Aoun assure que l’État ne lâchera pas l’ENIEM : Il n’y aura pas de privatisation !
Un plan de la dernière chance doit être discuté dès lundi entre le ministère de l’Industrie, le P-DG de l’ENIEM Tizi-Ouzou et les représentants des travailleurs pour sauver l’entreprise qui vit une crise majeure depuis plusieurs années. Un plan qui s’appuie sur une refonte du staff, la fixation de nouveaux objectifs avec la mise en place de contrats de performance, mais surtout l’orientation de l’entreprise vers des partenariats et une ouverture du capital pour lui permettre de mettre à niveau ses process et adapter sa production aux besoins du marché.

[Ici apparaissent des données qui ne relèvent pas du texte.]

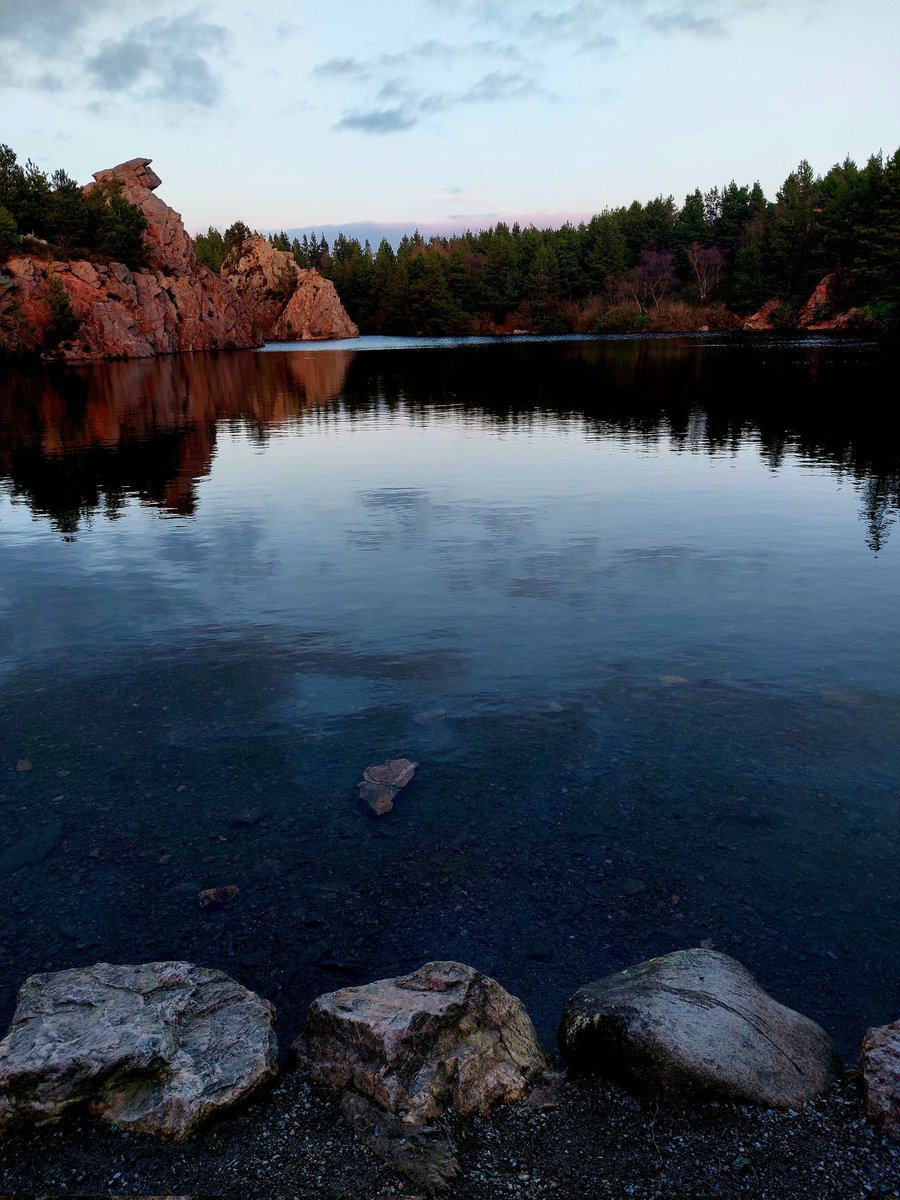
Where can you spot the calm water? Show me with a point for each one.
(631, 604)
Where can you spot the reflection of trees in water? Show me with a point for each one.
(75, 443)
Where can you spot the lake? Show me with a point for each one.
(631, 604)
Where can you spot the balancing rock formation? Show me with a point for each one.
(287, 303)
(156, 1048)
(174, 304)
(695, 1025)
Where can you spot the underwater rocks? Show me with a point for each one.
(881, 1075)
(217, 898)
(695, 1025)
(382, 783)
(156, 1048)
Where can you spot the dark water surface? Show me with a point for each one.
(631, 604)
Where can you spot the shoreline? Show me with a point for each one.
(599, 1141)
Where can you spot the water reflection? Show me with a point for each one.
(612, 597)
(79, 443)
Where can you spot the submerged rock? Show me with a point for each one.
(443, 1036)
(216, 898)
(155, 1048)
(881, 1075)
(696, 1025)
(382, 783)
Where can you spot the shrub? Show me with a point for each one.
(10, 239)
(64, 324)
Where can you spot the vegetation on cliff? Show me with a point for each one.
(655, 265)
(97, 222)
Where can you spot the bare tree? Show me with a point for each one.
(651, 280)
(708, 264)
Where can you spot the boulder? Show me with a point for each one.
(414, 1045)
(881, 1075)
(695, 1025)
(174, 305)
(156, 1048)
(761, 321)
(382, 783)
(822, 294)
(287, 303)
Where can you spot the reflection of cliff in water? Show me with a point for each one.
(73, 443)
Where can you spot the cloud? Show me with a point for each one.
(683, 21)
(492, 88)
(342, 69)
(378, 120)
(162, 59)
(46, 25)
(599, 42)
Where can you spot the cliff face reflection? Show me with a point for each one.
(73, 443)
(78, 443)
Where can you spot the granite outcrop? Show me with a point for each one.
(288, 303)
(81, 310)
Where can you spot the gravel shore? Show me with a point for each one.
(598, 1143)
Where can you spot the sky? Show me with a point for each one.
(445, 114)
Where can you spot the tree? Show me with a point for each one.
(210, 249)
(652, 279)
(10, 239)
(235, 235)
(707, 263)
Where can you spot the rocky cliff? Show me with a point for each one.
(103, 310)
(287, 303)
(81, 311)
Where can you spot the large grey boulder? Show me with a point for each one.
(156, 1048)
(881, 1075)
(695, 1025)
(443, 1036)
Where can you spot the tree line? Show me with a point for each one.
(720, 253)
(36, 208)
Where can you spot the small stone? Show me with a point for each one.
(881, 1077)
(378, 797)
(382, 783)
(247, 819)
(430, 715)
(217, 898)
(395, 773)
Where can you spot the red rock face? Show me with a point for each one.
(288, 304)
(762, 318)
(822, 294)
(174, 305)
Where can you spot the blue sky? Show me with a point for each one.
(445, 113)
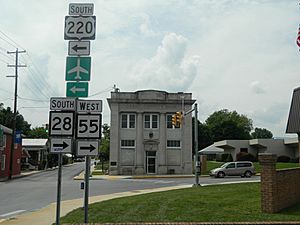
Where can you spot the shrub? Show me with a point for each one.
(225, 157)
(244, 156)
(295, 160)
(283, 158)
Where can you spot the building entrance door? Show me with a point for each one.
(151, 162)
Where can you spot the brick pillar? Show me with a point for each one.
(298, 146)
(203, 159)
(268, 182)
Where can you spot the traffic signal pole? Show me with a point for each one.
(197, 163)
(16, 66)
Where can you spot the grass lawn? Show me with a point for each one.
(213, 164)
(232, 202)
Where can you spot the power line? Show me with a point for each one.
(16, 44)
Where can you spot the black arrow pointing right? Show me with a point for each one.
(63, 145)
(91, 148)
(76, 48)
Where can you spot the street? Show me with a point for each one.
(39, 190)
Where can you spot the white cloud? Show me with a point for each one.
(257, 88)
(169, 69)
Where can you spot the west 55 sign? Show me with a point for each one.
(88, 126)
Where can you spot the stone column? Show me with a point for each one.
(139, 150)
(161, 156)
(298, 146)
(268, 182)
(203, 159)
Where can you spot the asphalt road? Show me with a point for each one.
(39, 190)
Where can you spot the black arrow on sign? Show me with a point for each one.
(63, 145)
(91, 148)
(76, 48)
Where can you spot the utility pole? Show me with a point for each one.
(15, 109)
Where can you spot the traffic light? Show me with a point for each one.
(174, 120)
(179, 118)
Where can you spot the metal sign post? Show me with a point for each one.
(58, 189)
(197, 163)
(86, 190)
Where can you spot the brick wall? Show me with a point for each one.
(279, 188)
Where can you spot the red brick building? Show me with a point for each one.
(5, 154)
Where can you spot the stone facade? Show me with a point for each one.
(279, 188)
(142, 138)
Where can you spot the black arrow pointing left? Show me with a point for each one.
(76, 48)
(90, 148)
(63, 145)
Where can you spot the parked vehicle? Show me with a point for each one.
(240, 168)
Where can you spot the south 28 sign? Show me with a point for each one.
(88, 126)
(61, 123)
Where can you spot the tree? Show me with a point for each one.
(38, 132)
(6, 119)
(261, 133)
(224, 124)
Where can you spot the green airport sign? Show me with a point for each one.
(78, 68)
(77, 89)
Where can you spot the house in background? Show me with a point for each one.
(142, 137)
(36, 151)
(5, 154)
(280, 147)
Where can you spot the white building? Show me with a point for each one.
(142, 138)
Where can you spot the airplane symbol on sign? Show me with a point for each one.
(78, 69)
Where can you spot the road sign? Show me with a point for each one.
(61, 123)
(60, 145)
(87, 147)
(78, 68)
(79, 48)
(63, 104)
(77, 89)
(80, 27)
(89, 106)
(84, 9)
(88, 126)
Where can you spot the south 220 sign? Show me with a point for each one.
(88, 126)
(80, 27)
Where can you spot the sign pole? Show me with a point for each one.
(197, 163)
(86, 190)
(58, 189)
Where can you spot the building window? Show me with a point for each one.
(151, 121)
(3, 162)
(128, 121)
(244, 150)
(173, 144)
(169, 122)
(127, 144)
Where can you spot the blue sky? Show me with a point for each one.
(235, 54)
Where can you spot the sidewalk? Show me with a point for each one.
(47, 215)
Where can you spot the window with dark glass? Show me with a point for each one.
(151, 121)
(128, 120)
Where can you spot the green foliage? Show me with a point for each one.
(38, 132)
(6, 119)
(219, 203)
(283, 158)
(224, 157)
(245, 156)
(228, 125)
(261, 133)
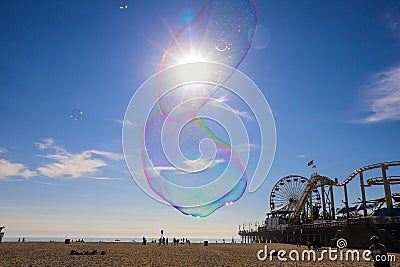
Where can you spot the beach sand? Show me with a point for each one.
(135, 254)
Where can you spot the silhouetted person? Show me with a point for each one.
(379, 253)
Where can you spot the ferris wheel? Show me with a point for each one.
(287, 192)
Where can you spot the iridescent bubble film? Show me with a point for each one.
(195, 132)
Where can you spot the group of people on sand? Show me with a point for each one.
(314, 245)
(165, 241)
(378, 251)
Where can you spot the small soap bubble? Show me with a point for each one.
(76, 114)
(221, 45)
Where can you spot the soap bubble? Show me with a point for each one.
(221, 46)
(76, 114)
(262, 38)
(190, 144)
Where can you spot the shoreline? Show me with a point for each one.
(136, 254)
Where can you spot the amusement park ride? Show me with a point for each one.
(1, 233)
(303, 210)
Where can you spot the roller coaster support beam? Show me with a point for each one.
(386, 185)
(333, 217)
(324, 213)
(364, 199)
(346, 199)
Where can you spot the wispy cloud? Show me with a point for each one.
(127, 122)
(246, 147)
(221, 103)
(64, 164)
(383, 96)
(392, 19)
(104, 178)
(11, 169)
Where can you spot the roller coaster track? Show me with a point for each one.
(318, 180)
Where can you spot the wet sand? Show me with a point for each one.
(135, 254)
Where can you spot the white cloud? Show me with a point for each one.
(104, 178)
(69, 165)
(127, 122)
(246, 147)
(45, 144)
(220, 103)
(392, 19)
(11, 169)
(383, 97)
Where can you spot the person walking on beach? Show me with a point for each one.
(379, 253)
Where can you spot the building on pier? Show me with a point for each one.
(303, 211)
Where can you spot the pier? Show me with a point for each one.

L’Entreprise nationale des industries de l’électroménager vit une crise structurelle depuis plusieurs années. L’entreprise publique est surendettée au point où elle peine à accéder à des lignes de crédits pour financer son approvisionnement en intrants. Ce qui a provoqué des arrêts techniques de ses unités à diverses occasions. Elle peine aussi à s’imposer sur le marché. Une situation qui n’est pas sans conséquences. L’ENIEM tourne d’ailleurs très en-deçà de ses capacités. Dotée d’une capacité de production de 220.000 unités de produits électroménagers, l’ENIEM n’a produit que 35.000 unités. Bien que les pouvoirs publics aient engagé des mesures pour relancer l’entreprise, notamment à travers le rééchelonnement de la dette contractée auprès de la BEA, l’ENIEM a du mal à se redresser.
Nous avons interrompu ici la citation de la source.